The predator Indian male. A follow up to, 'Why does India hate women?'

Johannes Vermeer, Woman Holding a Balance, c. 1664, National Gallery of Art, Widener Collection
It seems, for now at least, I find the motivation to write only when provoked by others' writings. The latest is Tripti Lahiri's essay, on the India RealTime blog, entitled, "Why does India hate women?" For an Indian woman, the title itself demands a read and from an opinionated one, a response.
Ms. Lahiri writes on social evils that plague the Indian woman like child marriage, child labour and the thankless and unacknowledged toil of the Indian woman. While I get and agree with the overall drift of her disquiet, I do not agree with the conflation of criminal acts like pedophilia and modern day social problems like teen pregnancy with traditional social ones such as child marriage and pregnancy in married teen mothers. This unnecessary enjambment of issues only confuses and muddies already fervid waters, taking us farther away from finding appropriate and sustainable solutions. The primary grouse the article seems to have is with child marriage (I am assuming the high teen pregnancy ratios since reported in the context of child marriage are related to it. The author does not break the figures down) and the narrative sticks to the 'beaten-to-the-pulp' orientalist belief of chronic social abuse of women and children by Indian society. The ease with which sociologists, historians, journalists etc., spit out the same tired narratives smacks, to my mind, of intellectual laziness. Social history is best recorded by its own people. The colonial interpretation of our society has left us permanently scarred. I have rarely come across any other people that are as driven to self flagellation as the Indian. We excoriate ourselves and our past; deny our own histories and unquestioningly absorb, like sponges, the 'other's' perception of our own selves. By this, I do not mean that we disagree with every record not suitably flattering to us. I only suggest that it is high time indigenous interpretations of our texts, culture and religion are given the due intellectual scouring they deserve. From such an exercise, a more balanced picture of our past might emerge.

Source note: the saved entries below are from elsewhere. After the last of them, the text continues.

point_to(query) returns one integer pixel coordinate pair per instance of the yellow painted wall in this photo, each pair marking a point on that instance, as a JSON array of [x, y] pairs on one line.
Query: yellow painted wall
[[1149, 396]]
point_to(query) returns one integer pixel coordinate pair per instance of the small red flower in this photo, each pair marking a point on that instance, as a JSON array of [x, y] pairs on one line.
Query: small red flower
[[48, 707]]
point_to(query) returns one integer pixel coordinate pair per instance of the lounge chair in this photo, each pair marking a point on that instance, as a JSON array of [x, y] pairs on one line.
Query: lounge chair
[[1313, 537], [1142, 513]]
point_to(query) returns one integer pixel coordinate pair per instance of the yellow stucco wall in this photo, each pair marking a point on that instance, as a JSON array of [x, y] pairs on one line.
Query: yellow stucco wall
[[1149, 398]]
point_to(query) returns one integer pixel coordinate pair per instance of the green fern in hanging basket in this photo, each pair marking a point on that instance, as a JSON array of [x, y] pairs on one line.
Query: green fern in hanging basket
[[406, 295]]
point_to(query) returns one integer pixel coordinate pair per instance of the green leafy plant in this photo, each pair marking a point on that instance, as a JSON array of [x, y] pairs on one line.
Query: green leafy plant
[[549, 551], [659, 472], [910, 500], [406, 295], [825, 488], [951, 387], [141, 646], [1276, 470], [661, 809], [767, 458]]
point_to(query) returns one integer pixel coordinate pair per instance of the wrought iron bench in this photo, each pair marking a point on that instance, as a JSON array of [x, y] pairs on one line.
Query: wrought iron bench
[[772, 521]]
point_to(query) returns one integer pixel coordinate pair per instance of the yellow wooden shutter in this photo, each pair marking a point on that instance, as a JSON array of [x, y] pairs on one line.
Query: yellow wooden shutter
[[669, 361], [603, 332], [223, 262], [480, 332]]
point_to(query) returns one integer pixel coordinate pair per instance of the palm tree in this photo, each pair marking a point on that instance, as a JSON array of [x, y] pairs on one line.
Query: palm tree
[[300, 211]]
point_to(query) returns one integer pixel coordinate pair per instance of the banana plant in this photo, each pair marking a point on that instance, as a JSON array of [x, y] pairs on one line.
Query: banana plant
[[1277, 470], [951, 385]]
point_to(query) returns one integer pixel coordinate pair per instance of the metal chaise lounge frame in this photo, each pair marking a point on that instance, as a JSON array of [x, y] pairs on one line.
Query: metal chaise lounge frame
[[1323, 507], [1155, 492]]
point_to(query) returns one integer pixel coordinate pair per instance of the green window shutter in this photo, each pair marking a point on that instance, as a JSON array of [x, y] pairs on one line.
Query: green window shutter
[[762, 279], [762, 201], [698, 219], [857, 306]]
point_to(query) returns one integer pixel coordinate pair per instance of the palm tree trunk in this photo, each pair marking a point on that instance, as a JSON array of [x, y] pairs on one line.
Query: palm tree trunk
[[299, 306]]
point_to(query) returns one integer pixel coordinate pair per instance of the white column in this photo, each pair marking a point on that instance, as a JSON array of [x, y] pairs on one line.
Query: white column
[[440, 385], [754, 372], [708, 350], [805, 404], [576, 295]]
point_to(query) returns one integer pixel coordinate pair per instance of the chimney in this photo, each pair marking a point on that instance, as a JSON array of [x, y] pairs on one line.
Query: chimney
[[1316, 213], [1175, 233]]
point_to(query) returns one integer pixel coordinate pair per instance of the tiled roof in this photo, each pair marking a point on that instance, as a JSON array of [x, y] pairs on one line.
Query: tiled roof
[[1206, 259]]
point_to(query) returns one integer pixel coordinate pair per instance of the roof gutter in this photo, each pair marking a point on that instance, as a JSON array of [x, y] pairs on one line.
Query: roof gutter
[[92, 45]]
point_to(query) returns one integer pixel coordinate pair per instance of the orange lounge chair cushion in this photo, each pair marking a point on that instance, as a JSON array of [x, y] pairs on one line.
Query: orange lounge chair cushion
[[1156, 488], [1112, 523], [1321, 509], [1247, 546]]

Clearly, I disagree with the author's take on social tradition and might go so far as to argue that in many of the cloistered communities in which child marriage is still practised; it is a continued tradition of a well meaning parental/societal elder intervention to stabilize the child's future. It comes from a good place even if out of step with modern times and thoughts of liberated freedoms for women. Many of these social 'evils' (as they are called; I would use a more morally neutral term like practices) such as child marriage and dowry were simply aimed at protecting the finances of the girl, giving the new family a resource to dip into when times got hard and attempted to ensure a stable future for children in an unpredictable age. These fundamentally sensible practices (for their time) got distorted and were abused as political, and economic change spun society into a more rapidly dynamic churn than customs or thought could keep step with.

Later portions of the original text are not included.